Remember how we said a brute force solution looks like a nested loop? Well, writing a 12-level nested loop would be pretty unwieldy. Instead, we’ll use recursion. This is a common pattern when generating combinatoric results. Recursion also makes it easier to apply pruning on each level, which is what separates this from a dumb, brute force search. 🙂
The pseudo-code might look like this:
search():
// Base case
if no pieces remain:
return true // solved!
for all remaining pieces:
insert piece
if the piece fits:
// recursively try placing the next piece
if search() is true:
return true // solved!
// backtrack
remove piece // try another
// no more options
return false
Here is my full implementation, written in Java: https://github.com/zAlbee/calibron12.
This implementation takes about 12 ms and 1,910 backtracks to find the solution on a Core i7 processor from 2017, which beats the fastest documented time I could find on the Internet. The next best was 30 seconds/400K attempts with an Excel spreadsheet (in 2013)!
Final thoughts:
- The order in which you try pieces matters — sorting by largest piece first will find a solution in 1,910 backtracks. The reverse sort takes 1,001,773 backtracks, which is 500 times more! This is known as value-ordering and can often be optimized to find a solution quicker in constraint programming. You can think of our puzzle as a constraint satisfaction problem (CSP) that tries to assign the correct values (piece and orientation) to 12 variables (locations). Variable-ordering is another possible optimization that we didn’t try.

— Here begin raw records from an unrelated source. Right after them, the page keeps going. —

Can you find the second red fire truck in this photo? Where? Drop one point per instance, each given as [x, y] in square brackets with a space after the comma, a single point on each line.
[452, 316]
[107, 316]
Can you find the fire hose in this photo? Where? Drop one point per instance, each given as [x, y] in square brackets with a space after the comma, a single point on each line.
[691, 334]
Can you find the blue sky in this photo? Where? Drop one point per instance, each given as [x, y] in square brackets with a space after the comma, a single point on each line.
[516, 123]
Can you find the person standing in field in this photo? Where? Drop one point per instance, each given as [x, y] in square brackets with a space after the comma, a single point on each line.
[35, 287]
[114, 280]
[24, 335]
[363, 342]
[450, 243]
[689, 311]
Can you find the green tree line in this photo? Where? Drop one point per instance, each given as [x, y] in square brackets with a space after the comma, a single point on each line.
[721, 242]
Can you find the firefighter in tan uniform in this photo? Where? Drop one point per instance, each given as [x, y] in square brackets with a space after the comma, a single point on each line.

- If we make the search keep going after finding a solution, the program actually prints 8 solutions. Upon closer inspection, they are all simply rotations (4) and mirrors (2) of each other. This takes 5,485,425 backtracks, regardless of value-ordering.
- Pruning helps massively! 5,485,425 is literally a million times smaller than the brute force search space of 1,961,990,553,600.
- A naive program with a ridiculously large combinatoric search space (like the 10⁴⁵ from part 1) will NEVER be fast enough, no matter how fast computers get.
- Algorithms can always benefit from human insight — the danger of AI taking over programming jobs is overstated. 😉
1 While the insertRect() function only takes O(log(E)) time, in my implementation, placing any piece still takes linear O(E) time. When we backtrack, we need to reverse any updates we made to our state, including the edge data structure. I did not implement a way to do this efficiently; instead, I make a copy of the edge structure before every call to insertRect(), which takes time linear in the number of edges. Sadly, this dwarfs the nice logarithmic time of the binary heap structure. But with such a small number of edges (≤ 12), this doesn’t matter much. The final program is plenty fast already! Making it faster is left as an exercise for the reader.